Two courts recently handed down judgments regarding the applicability of the principle of “no work, no pay” during the COVID-19 lockdown. Unfortunately, and rather surprisingly, these judgments are at odds with one another.
One decision, handed down by the South Gauteng High Court, and cited as Mhlonipheni v Mezepoli Melrose Arch (Pty) Ltd and Others [2020] ZAGPJHC 136 (3 June 2020), found that the principle of “no work, no pay” could not be applied by employers for the period of COVID-19 Lockdown. In finding that the employer had an obligation to pay its employees during the lockdown period, the court explained that this obligation was not excluded by the principle of supervening impossibility. It remained possible for the employer to remunerate its employees despite the lockdown. In support of its view that employers were obligated to remunerate employees during this time, it was noted that the Level 5 Lockdown Regulations specifically identified the implementation of payroll systems as essential services. Furthermore, it stated that the employer’s duty to Remunerate arises upon the tendering of services by employees – and is not dependent on the actual performance of work by employees.
In an ill twist of fate, the second decision relating to the applicability of the principle of “no work, no pay” during the COVID-19 Lockdown period was handed down by the Johannesburg Labour Court on the exact same day, 03 June 2020, as the Melrose Arch Decision summarized above. However, in this matter, cited as Macsteel Service Centres SA (Pty) Ltd v National Union of Metal Workers of South Africa and others [2020] JOL 47372 (LC), the Labour Court held as follows:
“The reality in law is that the employees who rendered no service, albeit to no fault of their own or due to circumstances outside their employer’s control, like the global Covid-19 pandemic and national state of disaster, are not entitled to remuneration and the Applicant could have implemented the principle of ‘no work no pay’.”
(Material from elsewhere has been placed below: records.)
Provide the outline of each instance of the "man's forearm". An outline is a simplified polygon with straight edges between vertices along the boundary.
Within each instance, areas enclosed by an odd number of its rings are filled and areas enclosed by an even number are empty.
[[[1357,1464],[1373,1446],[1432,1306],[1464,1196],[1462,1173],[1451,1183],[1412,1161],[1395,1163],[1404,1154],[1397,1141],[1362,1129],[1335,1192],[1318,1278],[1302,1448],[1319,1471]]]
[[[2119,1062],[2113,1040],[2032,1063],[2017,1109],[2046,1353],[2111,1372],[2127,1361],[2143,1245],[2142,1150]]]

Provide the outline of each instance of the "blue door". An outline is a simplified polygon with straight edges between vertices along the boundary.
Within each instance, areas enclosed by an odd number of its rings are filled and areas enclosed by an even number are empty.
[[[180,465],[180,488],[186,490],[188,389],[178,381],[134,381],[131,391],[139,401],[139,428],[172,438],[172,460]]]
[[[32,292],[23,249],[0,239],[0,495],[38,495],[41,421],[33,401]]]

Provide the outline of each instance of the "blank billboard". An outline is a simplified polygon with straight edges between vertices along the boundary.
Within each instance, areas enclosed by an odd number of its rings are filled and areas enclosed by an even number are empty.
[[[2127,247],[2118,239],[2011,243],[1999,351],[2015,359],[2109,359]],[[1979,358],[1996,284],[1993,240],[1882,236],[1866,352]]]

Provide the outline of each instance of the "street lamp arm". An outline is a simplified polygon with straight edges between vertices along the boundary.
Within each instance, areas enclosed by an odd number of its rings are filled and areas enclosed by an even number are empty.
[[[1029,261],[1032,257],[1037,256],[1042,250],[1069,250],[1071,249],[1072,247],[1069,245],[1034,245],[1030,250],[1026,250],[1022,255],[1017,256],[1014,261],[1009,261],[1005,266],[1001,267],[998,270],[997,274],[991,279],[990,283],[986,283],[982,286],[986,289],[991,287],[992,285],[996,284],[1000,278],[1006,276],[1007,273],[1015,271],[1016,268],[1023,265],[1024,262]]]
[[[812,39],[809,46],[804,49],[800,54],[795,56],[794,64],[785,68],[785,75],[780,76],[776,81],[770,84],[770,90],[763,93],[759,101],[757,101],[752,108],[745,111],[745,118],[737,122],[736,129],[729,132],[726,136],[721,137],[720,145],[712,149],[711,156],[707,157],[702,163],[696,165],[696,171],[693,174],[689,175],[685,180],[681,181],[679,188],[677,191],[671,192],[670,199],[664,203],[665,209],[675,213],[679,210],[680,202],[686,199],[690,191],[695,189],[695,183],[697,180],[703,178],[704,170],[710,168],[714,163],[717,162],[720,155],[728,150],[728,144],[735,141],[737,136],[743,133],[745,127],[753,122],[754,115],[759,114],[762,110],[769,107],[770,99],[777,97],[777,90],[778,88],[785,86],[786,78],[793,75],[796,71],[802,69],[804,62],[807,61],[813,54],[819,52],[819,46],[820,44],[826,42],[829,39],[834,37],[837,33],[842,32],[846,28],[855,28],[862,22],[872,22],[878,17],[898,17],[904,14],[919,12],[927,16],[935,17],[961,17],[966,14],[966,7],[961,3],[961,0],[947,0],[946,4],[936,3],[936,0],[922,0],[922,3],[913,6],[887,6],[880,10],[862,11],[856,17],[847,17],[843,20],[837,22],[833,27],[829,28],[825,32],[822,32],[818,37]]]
While the clarity the Macsteel Decision ought to have provided to employees and employers alike regarding the principle of “no work, no pay” during the time of COVID-19, it’s effect have undoubtedly been muddied by the contrary finding of the High Court in the Melrose Arch Decision. It is important to note that a Labour Court Decision has an equal status to any Decision handed down by the High Court. However, it is arguable that the Macsteel Decision trumps the High Court finding by virtue of the fact that it was handed down by the Labour Court which has more specialized understanding and grasp of Labour Issues and Principles. As such, the Macsteel Decision ought to be favored until such time as a superior court finds in the alternative.”